SPIMEX and MOEX launching joint project to trade gasoline and diesel futures
MOSCOW. March 19 (Interfax) - The St. Petersburg International Mercantile Exchange (SPIMEX) and the Moscow Exchange intend to sign an agreement to create derivative financial instruments based on SPIMEX indicators, which will be traded on the MOEX, as part of the Exchange Commodity Market 2026 international forum, SPIMEX president Igor Artemyev said during the forum's plenary session.
"According to the agreement, we [SPIMEX] will provide our indices for the underlying assets, namely 92 octane and 95 octane gasoline and diesel, in order to create a futures contract. This futures contract will trade on the Moscow Exchange. Most importantly, we can confirm that this is the first time that our country's two largest exchanges are undertaking such a joint project. I hope very much that it has a bright future, especially since we are just starting with these products, and more will follow," Artemyev said.
Moscow Exchange Executive Board Chairman Viktor Zhidkov at the forum's plenary session added that launching the joint project with the SPIMEX was no easy task.
"These types of projects do not emerge on their own. They depend on the work of two institutions, two teams, who simultaneously address their commercial goals and efficiency issues while also addressing the overall outcome," he said.
Zhidkov said that the new instrument was highly relevant, given the high volatility currently experienced across various commodity markets.
"We see how gold, silver, oil, and petroleum products are constantly making headlines. This worries people, and the ability to accept risk and sell risk to those who own the commodity is a very important element. This provides peace of mind or an opportunity to avoid missing out on additional income and earn additional money," he said.

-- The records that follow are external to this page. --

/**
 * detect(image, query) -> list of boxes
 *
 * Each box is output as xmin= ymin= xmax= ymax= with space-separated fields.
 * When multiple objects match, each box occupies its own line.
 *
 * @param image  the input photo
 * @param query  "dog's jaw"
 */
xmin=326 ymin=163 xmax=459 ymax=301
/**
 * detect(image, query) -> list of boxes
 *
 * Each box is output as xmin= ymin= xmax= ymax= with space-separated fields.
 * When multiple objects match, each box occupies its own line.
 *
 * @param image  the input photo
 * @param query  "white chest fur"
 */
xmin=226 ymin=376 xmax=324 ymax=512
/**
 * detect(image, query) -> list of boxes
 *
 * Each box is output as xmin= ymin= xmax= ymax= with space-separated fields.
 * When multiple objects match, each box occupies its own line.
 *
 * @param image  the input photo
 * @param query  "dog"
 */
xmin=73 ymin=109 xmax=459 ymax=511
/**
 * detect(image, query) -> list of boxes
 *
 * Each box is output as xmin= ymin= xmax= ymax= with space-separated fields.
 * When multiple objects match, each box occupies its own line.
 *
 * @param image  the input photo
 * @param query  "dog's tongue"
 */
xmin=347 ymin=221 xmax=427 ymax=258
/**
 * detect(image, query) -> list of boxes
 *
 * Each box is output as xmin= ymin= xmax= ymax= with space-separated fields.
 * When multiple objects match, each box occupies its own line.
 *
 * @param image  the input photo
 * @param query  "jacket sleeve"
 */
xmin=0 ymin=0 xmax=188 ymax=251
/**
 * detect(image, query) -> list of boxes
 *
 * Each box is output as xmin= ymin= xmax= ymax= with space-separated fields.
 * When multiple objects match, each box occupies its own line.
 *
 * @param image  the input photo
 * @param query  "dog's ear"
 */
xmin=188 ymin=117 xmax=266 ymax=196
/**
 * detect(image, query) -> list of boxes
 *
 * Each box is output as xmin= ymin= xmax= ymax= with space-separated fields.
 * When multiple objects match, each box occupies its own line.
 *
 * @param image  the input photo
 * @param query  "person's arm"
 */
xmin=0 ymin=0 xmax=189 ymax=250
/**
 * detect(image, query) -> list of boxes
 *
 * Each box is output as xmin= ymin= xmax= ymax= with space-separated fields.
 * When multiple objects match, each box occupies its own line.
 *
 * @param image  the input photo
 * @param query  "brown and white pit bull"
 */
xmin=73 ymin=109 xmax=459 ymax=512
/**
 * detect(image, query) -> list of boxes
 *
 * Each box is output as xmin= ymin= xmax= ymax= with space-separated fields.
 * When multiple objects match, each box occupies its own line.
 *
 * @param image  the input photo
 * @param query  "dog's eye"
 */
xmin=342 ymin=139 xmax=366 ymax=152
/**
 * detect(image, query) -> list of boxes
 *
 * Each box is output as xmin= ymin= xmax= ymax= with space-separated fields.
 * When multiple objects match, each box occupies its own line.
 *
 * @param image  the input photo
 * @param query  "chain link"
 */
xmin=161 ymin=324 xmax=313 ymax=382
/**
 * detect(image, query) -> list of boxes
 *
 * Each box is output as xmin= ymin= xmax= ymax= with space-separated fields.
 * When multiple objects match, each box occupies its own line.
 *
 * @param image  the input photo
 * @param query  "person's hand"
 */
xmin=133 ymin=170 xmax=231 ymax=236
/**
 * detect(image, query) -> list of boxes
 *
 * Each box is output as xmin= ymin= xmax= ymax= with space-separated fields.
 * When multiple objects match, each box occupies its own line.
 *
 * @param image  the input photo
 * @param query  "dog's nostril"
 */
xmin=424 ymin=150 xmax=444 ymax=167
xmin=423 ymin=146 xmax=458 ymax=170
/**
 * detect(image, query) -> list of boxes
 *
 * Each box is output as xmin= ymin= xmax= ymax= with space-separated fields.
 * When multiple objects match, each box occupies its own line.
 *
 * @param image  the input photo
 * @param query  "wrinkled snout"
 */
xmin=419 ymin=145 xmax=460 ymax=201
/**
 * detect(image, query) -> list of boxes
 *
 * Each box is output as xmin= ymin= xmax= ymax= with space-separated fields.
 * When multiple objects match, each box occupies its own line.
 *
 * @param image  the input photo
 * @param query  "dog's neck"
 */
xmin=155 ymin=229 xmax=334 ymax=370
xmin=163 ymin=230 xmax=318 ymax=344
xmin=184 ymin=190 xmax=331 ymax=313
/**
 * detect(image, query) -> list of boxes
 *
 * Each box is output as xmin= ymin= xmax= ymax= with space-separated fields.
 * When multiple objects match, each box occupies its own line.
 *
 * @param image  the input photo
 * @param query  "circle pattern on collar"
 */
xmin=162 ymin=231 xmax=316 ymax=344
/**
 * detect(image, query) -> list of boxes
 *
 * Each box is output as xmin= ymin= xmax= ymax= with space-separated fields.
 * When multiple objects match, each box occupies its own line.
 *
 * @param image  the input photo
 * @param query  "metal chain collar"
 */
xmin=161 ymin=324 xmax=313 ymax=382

The exchanges said that the SPIMEX would begin transmitting gasoline and diesel fuel prices in the European part of Russia to the MOEX, allowing for positions in the most liquid fuel and energy products. This should allow retail investors to diversify their portfolios and institutional investors to conduct hedging operations. The contracts will be cash-settled, meaning that they do not require physical delivery, according to the press release.